A color space also defines what “white” means, not just the interpretation of the component values.

For example, sRGB defines a D65 white point. This is the absolute color of the light that the monitor should emit for white pixels. It’s usually defined using the XYZ color space (or derived x/y chromaticity coordinates).

XYZ is the scientific baseline for color, but it’s not widely used for content creation. Other color spaces are designed to make color more intuitive and easier to encode. Talking about color in the XYZ space would be sort of like talking about music using absolute frequencies. It’s often more practical and flexible to say “note A” rather than “440 Hz.”

sylware · on April 17, 2023

I use my own-coded ffmpeg based video player and since video color spaces are a gigantic mess, I don't use the vulkan hardware for that, but convert via ffmpeg the video color space directly to my vulkan framebuffer color space. Still, I would use the vulkan 2D scaler with filtering.

crazygringo · on April 17, 2023

This is a great article, not only in explaining a lot of aspects of color spaces, but also highlighting just how maddening it is to use tools that deal with color spaces, because every tool has all sorts of silent defaults and assumptions that are always different/incompatible with another tool. It's maddening.

And it's only getting worse now with HDR (high dynamic range) content, as opposed to regular SDR (standard dynamic range). Fun fact: on a Mac at least, if you have the same content (hit TV show or movie) in SDR (usually 8-bit 1080p) and HDR (usually 10-bit 4K), there is no video player that will play the HDR version in a way that matches the SDR version. They range from unwatchable (VLC plays HDR content impossibly dark) to watchable-but-still-darker (Infuse) to weird (IINA is normal brightness but the colors have weird tint/saturation).

How HDR is defined in theory sounds reasonable but is disastrous in practice. While SDR just maps brightness to whatever your display is (from 0 to 255), HDR maps actual real-life brightness from pitch black to the brightest sun (from 0 to 1024). So the idea is that if you shoot outdoors on the brightest day, a hypothetical screen someday should be able to display it equally bright.

Now this is disastrous in practice from a creative standpoint because if you're watching a movie, cutting from a dark indoor nighttime bedroom scene to a sunny outdoor party scene is going to hurt your eyes. It's too jarring. Movies and TV generally don't want a real-life range of brightness. Not to mention, of course, that we don't have display technologies that can achieve it anyways, or even anything close to it.

So what are TV shows and movies doing? As far as I can tell, they're essentially filming and color-correcting in SDR as they've always done, and then using some totally arbitrary formula to convert that to HDR for HDR mastering. Bright sunlight scenes are never encoded as actual sunlight brightness (thank god), the relative difference between a nighttime bedroom scene and a bright outdoor scene in HDR is the same as it is in SDR (again, thank god).

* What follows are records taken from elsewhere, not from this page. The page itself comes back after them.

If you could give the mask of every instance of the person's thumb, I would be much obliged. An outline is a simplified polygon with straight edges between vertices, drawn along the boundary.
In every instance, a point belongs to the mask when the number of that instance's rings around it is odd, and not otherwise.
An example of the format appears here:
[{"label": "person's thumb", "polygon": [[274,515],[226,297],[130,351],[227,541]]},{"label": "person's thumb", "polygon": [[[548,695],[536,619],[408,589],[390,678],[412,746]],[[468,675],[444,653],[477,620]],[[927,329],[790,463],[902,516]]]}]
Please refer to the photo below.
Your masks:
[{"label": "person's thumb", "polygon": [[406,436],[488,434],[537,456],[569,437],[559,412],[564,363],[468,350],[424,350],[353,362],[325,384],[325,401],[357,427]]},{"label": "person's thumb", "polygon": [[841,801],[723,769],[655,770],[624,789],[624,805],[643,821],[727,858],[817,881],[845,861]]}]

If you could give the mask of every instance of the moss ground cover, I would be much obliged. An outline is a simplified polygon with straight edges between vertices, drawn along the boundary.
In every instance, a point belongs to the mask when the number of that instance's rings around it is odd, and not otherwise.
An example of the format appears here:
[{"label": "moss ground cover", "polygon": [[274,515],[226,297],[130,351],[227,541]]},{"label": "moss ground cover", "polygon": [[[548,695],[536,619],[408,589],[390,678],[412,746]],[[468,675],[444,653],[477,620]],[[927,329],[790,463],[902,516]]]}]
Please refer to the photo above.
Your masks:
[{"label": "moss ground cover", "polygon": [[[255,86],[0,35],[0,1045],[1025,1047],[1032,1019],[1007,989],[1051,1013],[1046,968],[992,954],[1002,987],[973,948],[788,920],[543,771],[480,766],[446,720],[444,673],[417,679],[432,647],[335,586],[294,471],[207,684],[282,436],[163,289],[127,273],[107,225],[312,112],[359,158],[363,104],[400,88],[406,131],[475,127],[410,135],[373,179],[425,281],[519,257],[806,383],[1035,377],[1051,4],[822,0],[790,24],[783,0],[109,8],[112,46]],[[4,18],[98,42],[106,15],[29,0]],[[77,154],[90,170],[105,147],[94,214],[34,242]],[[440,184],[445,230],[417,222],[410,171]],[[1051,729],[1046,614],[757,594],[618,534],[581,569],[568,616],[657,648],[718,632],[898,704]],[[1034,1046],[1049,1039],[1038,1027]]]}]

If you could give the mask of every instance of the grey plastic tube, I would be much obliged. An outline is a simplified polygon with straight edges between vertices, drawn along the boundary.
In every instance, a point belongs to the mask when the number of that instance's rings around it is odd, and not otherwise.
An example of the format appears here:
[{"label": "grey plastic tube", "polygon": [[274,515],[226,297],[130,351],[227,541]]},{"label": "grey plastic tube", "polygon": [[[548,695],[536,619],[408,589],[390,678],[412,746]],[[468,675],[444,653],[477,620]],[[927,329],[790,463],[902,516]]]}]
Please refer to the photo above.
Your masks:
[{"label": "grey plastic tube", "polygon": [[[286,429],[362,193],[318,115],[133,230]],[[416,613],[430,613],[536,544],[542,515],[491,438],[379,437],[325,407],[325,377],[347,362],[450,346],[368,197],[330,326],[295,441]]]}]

The only HDR "special features" seem to be that things like VFX lightsabers, explosions, sparks, and so forth get extra-boosted brightness in HDR.

Now back to the video players on Macs: because there is no official recommendation of how to translate HDR to real screens that have traditionally only shown SDR content (e.g. a Macbook display), they all do it differently. Which sucks. Not only are they all playing HDR content badly, there isn't even a right way to do it. We're lost in the desert.

What's the solution? Somebody needs to contact Hollywood to figure out what the de-facto translation is that they're using when they release SDR and HDR versions of the same content, and then just run the formula backwards so playing my TV show that's HDR-mastered looks identical to the SDR source they also put out. (At least for regular scenes, both nighttime bedroom and outdoor party. The VFX things like lightsabers and explosions might get washed out to bright white but that's far preferable to the other 99% of the content being too dark.)